We hear a lot about product liability cases but we don’t always hear the full story. The enormous legal costs of litigating these cases, and the caps on tort damages, have made many otherwise very meritorious product liability cases impossible for Michigan attorneys to pursue. The ugly side of caps on tort liability, such as with product liability cases, falls disproportionately on injuries or deaths involving young children, the retired and elderly, and homemakers. This is because there’s no economic loss for these people for an attorney to blackboard as a way to get around draconian caps on pain and suffering.

Michigan attorneys essentially invented today’s modern day product liability law, with lawyers such as the late, great Harry Philo of Detroit, as true legal pioneers.

Now the product liability lawyers who do still litigate product cases may have a small law office still in Detroit, but all of their cases are now out of state where Michigan’s product liability laws will not apply.

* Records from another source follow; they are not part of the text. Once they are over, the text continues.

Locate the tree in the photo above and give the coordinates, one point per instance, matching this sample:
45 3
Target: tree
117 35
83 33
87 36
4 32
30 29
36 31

MI’s product liability law provides a very bumpy ride for car accident victims injured by driverless cars

It’s one thing to say that the manufacturers of driverless cars should be liable for the deaths and injuries their vehicles cause.

It’s another thing to mean it.

I’m hoping Mr. Manganello meant what he said.

But if so, that means something needs to be done about a carve-out for Michigan’s product liability law, which will make it often impossible for an autonomous vehicle manufacturer to be held liable.

As I noted in my May 7, 2013, blog post, “Driverless cars: Who’s liable in an accident?,” the first thing self-driving car accident victims will have to contend with is the near blanket immunity that the law grants to manufacturers:

  • “In a product liability action brought against a manufacturer … for harm allegedly caused by a product, there is a rebuttable presumption that the manufacturer … is not liable if … the aspect of the product that allegedly caused the harm was in compliance with standards relevant to the event causing death or injury …” (MCL 600.2946(4))
  • To successfully clear this flaming legal hoop to thwart product liability cases, a victim will have to prove the (for all intents and purposes) impossible, i.e., that the manufacturer:
  • Knew its product was defective;
  • Knew there was a “substantial likelihood” the defect would cause the victim’s injury; and,
  • “[W]illfully disregarded that knowledge in the manufacture and distribution of its product.” (MCL 600.2949a)

Again, I’ve been a vocal proponent of nurturing the development of driverless cars, in particular, because of how the technology will drastically lower the number of motor vehicle accidents. We will have a world in my lifetime where auto accident attorneys such as myself will be wonderfully obsolete, a world with a fraction of the crashes we see today.